Thema: postmoderne und andere Identitätspolitiken

Aus Dokumentationsgründen und weil mir einige Gedanken hier wichtig sind, veröffentliche ich hier einen Kommentar zum Thema Identitätspolitiken:

Also, so richtig viel Gedanken habe ich mir da noch nicht gemacht. Ich finde aber, dass das Faß “Identitätspolitik” riesengroß ist, und in diesem Faß schwimmen die unterschiedlichsten Dinge. Sicher ist es eine gute Idee, dabei danach zu fragen, inwieweit konkrete Identitätspolitiken (bzw. Zuschreibungen und Konzeptionen von Gruppenidentitäten) a) aus Machtverhältnissen resultieren und b) Machtverhältnisse und c) Ausschlüsse erzeugen/unterstützen. Klingt erst mal gut – und finde ich auch erst mal gut, zumal ich mich selbst als ausgesprochen machtkritisch verorte.

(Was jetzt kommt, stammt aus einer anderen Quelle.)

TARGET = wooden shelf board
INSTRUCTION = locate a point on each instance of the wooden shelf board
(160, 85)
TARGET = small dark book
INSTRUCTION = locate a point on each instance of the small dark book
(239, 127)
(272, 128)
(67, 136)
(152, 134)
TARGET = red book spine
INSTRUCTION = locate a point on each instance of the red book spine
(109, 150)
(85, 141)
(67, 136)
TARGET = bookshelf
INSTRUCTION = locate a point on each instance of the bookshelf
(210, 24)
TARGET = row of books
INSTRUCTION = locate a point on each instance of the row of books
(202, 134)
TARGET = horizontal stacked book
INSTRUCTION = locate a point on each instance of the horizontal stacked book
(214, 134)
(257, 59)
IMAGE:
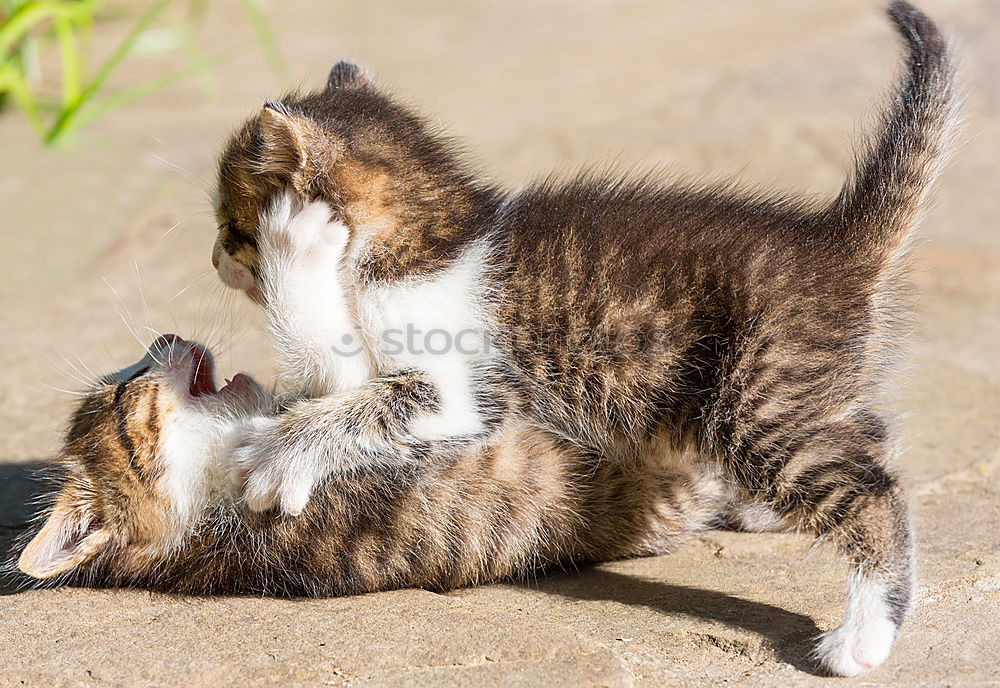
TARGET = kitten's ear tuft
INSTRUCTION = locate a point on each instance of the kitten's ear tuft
(67, 540)
(284, 148)
(348, 75)
(291, 142)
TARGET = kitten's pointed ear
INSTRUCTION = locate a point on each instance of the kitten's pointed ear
(285, 147)
(348, 75)
(291, 142)
(67, 540)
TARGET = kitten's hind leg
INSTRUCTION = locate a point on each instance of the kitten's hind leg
(833, 481)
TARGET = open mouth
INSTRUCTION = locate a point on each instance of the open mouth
(201, 367)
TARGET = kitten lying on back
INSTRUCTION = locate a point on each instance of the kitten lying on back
(147, 498)
(638, 321)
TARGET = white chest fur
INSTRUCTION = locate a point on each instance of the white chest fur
(440, 325)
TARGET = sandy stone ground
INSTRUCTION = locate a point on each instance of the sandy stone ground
(770, 92)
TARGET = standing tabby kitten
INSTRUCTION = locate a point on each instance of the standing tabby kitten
(636, 320)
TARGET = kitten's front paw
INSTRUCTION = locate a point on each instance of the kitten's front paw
(854, 648)
(276, 473)
(304, 232)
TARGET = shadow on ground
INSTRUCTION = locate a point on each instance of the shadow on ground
(20, 486)
(789, 634)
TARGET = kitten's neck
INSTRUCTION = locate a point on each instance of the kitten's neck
(414, 222)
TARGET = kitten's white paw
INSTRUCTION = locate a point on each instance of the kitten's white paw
(854, 648)
(303, 232)
(274, 474)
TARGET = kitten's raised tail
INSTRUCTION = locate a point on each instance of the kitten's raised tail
(879, 205)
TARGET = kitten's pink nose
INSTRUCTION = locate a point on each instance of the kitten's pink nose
(165, 340)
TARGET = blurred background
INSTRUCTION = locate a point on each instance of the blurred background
(112, 114)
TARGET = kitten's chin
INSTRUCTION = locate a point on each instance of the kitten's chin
(256, 295)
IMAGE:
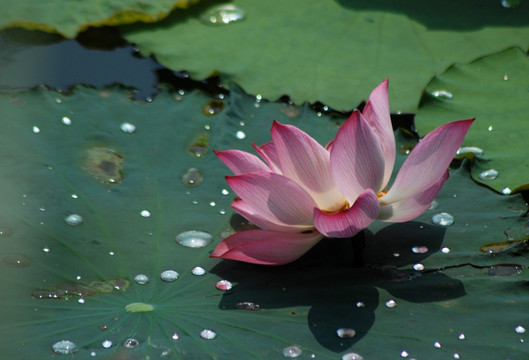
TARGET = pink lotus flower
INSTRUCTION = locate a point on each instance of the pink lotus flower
(303, 192)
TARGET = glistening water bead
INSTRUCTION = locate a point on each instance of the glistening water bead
(64, 347)
(490, 174)
(443, 219)
(208, 334)
(169, 275)
(292, 351)
(74, 219)
(194, 238)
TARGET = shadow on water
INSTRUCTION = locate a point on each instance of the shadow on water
(340, 288)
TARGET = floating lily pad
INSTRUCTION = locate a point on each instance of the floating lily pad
(126, 286)
(69, 18)
(331, 51)
(495, 90)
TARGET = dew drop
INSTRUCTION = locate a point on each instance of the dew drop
(442, 95)
(169, 275)
(443, 219)
(345, 333)
(192, 177)
(127, 128)
(418, 267)
(15, 260)
(208, 334)
(64, 347)
(198, 271)
(433, 205)
(490, 174)
(352, 356)
(509, 4)
(391, 303)
(223, 285)
(467, 150)
(74, 219)
(131, 343)
(223, 15)
(419, 249)
(194, 238)
(141, 279)
(519, 329)
(213, 108)
(292, 351)
(248, 305)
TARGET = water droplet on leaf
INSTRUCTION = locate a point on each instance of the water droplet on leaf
(127, 128)
(443, 219)
(391, 303)
(352, 356)
(247, 305)
(141, 279)
(345, 333)
(131, 343)
(223, 285)
(292, 351)
(194, 238)
(169, 275)
(74, 219)
(223, 15)
(198, 271)
(192, 177)
(208, 334)
(64, 347)
(442, 95)
(490, 174)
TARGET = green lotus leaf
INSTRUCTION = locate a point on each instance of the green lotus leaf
(494, 90)
(331, 51)
(70, 18)
(108, 269)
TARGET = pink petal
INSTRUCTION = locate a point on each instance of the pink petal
(376, 112)
(410, 208)
(241, 162)
(428, 161)
(266, 247)
(306, 162)
(349, 222)
(269, 154)
(357, 162)
(274, 196)
(264, 222)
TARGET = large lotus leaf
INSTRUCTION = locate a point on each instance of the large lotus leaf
(333, 51)
(494, 89)
(64, 280)
(68, 18)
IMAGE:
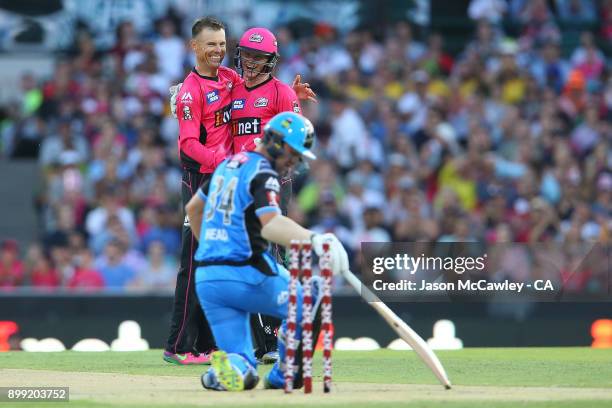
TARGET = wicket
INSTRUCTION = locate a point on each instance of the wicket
(300, 258)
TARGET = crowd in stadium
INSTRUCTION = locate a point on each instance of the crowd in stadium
(506, 141)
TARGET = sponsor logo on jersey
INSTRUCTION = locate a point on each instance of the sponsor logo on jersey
(216, 234)
(187, 113)
(272, 184)
(246, 126)
(212, 96)
(186, 98)
(237, 160)
(223, 115)
(238, 104)
(261, 102)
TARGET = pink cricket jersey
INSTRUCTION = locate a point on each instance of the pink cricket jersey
(253, 107)
(203, 110)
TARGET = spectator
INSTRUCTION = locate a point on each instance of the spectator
(86, 277)
(170, 51)
(116, 273)
(159, 272)
(490, 10)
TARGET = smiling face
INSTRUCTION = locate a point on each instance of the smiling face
(209, 48)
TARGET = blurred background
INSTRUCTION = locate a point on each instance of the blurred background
(485, 120)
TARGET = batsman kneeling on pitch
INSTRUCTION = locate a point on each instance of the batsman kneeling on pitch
(235, 218)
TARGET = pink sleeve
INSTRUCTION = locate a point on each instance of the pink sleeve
(189, 112)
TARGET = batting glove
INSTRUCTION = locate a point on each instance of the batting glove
(174, 90)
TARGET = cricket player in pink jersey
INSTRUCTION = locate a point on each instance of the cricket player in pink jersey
(202, 105)
(261, 96)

Es gibt nur drei Haken an der Sache – jedenfalls für mich:
1. Das Faß ist so riesengroß, dass ich es nicht überschaue. Identität ist ohnehin (sei es nun auf der individuellen Ebene oder auf der Gruppenebene, oder interdependent) ein schwieriges Ding, dass einerseits auch als Inanspruchnahme von Autonomie (z.B. Selbstkonzeption), andererseits auch als Ab- und Ausgrenzung gelesen werden kann. So Pi mal Daumen würde ich sagen (etwas im Nebel stochernd, sorry – ich weiß es nicht besser), dass es bei Identitätskonzepten sehr darauf ankommt, inwieweit diese a) ab/ausgrenzend oder anderen gegenüber abwertend wirken b) als Machtmechanismus wirken und c) dialogisch sind oder Dialog zu Personen außerhalb der Identitätsgruppe behindern. Ich nehme hier einfach mal die Identitätskategorie “Familie”, um mit diesem einzelnen Wort zu verdeutlichen, wie sehr es auf das Wie ankommt.

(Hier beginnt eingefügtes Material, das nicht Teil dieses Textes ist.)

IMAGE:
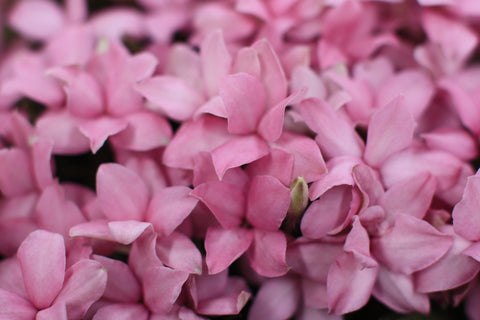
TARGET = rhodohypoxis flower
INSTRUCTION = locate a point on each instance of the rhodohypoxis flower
(50, 288)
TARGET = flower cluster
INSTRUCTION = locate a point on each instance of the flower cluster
(274, 159)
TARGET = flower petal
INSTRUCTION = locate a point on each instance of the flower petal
(42, 260)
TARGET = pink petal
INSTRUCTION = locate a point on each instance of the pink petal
(416, 88)
(272, 76)
(97, 229)
(42, 168)
(15, 307)
(277, 299)
(42, 259)
(161, 288)
(271, 125)
(62, 129)
(267, 203)
(19, 181)
(85, 283)
(237, 152)
(397, 291)
(38, 20)
(204, 134)
(390, 130)
(145, 131)
(121, 193)
(439, 276)
(169, 207)
(335, 136)
(411, 245)
(455, 141)
(411, 196)
(225, 246)
(276, 163)
(122, 311)
(225, 201)
(98, 130)
(84, 93)
(267, 254)
(247, 61)
(330, 213)
(308, 161)
(244, 100)
(122, 285)
(180, 253)
(126, 232)
(171, 96)
(231, 301)
(216, 62)
(465, 217)
(55, 213)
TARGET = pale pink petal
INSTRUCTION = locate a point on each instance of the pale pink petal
(98, 130)
(145, 131)
(122, 285)
(271, 125)
(161, 287)
(42, 259)
(38, 20)
(42, 169)
(465, 213)
(267, 203)
(455, 38)
(231, 301)
(62, 128)
(453, 140)
(352, 276)
(276, 163)
(54, 213)
(439, 276)
(122, 193)
(122, 311)
(216, 62)
(85, 283)
(267, 254)
(84, 93)
(244, 99)
(97, 229)
(272, 74)
(172, 96)
(247, 61)
(313, 259)
(334, 135)
(224, 200)
(277, 299)
(330, 213)
(19, 181)
(169, 207)
(409, 163)
(412, 196)
(398, 292)
(57, 311)
(126, 232)
(237, 152)
(416, 88)
(308, 160)
(339, 172)
(14, 307)
(204, 134)
(225, 246)
(411, 245)
(180, 253)
(390, 130)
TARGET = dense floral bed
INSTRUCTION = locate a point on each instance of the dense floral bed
(239, 159)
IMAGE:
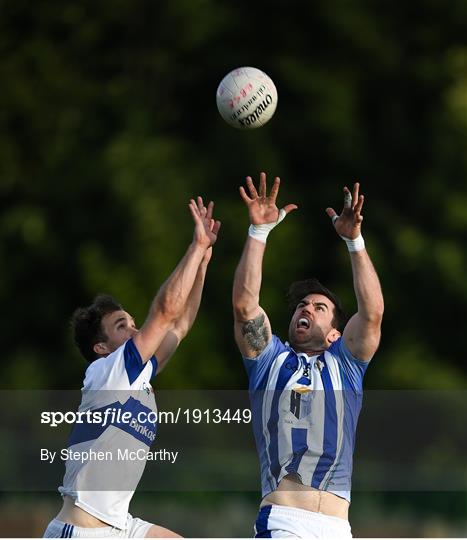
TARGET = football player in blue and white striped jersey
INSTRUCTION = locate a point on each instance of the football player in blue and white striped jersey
(306, 393)
(97, 493)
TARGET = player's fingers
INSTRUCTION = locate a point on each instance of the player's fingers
(243, 195)
(289, 207)
(217, 226)
(210, 210)
(332, 214)
(275, 189)
(194, 211)
(201, 207)
(359, 205)
(347, 198)
(251, 187)
(355, 198)
(262, 185)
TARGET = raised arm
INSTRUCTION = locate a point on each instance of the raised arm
(363, 331)
(252, 327)
(171, 300)
(183, 325)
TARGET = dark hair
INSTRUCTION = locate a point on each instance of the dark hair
(299, 289)
(86, 324)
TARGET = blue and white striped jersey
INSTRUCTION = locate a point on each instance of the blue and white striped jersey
(118, 383)
(304, 412)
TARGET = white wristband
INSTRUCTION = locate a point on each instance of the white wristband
(260, 232)
(355, 244)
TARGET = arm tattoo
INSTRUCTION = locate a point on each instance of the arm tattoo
(256, 333)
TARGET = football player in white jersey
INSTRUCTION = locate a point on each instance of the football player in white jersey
(96, 494)
(305, 393)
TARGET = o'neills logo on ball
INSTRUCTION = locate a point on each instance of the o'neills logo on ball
(251, 101)
(254, 116)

2. Machtstrukturen und -gefälle verlaufen nicht trennscharf anhand der Umrandungen von Schlagworten. So kann ein politisch hochaktiver Schwuler innerhalb seines Kontextes, aber auch darüber hinaus, gleichzeitig (!) marginalisiert sein, als auch (!) privilegiert bzw. Inhaber formaler oder informeller Macht. Was ich damit sagen will: Die Dinge sind nicht so einfach, und Schlagworte (z.B. zur Kennzeichnung marginalisierter Identitätskategorien) können als Denkhilfe funktionieren, zugleich aber auch relevante Fragestellungen verdecken.
Zum Beispiel: Wenn ein “gemischt Marginalisierter/Privilegierter” auf einen anderen “gemischt Marginalisierten/Privilegierten” trifft (imho: der Normalfall!), zum Beispiel ein wohlhabender schwuler Filmemacher aus großbürgerlichen Haus auf einen psychisch kranken weißen Cis-Mann und Flaschensammler aus prekärer Arbeiterklassenherkunft: Wer von beiden repräsentiert im Umgang mitenander dann eine marginalisierte Gruppe, wer von beiden stiehlt dem anderen mit seinen “Performances” den Raum, wer von beiden ist tendenziell der “Machtausübende”, wer von beiden hat Anspruch darauf, gehört zu werden, und wessen Identitätspolitik sollte bevorzugt kritisch hinterfragt werden?
Ich persönlich tendiere sehr stark dazu, erstens, das Wie sehr wichtig zu finden, und zweitens, Menschen in erster Linie als Individuen zu betrachten – und höchstens zu , ich sage mal: 15 Prozent als Ausdruck/Repräsentant identitärer Konzepte. Das heißt für mich im Umkehrschluss, dass wechselseitige Rücksichtnahme und Achtung wesentlich sind, und eben weniger die (taktisch missbrauchbare) Verortung von Identitäten. Auch glaube ich, dass Machtverhältnisse (z.B. konkrete Marginalsiierungen oder Privilegierungen) nicht allein auf Basis identitäter Konzepte adäquat dargestellt werden können.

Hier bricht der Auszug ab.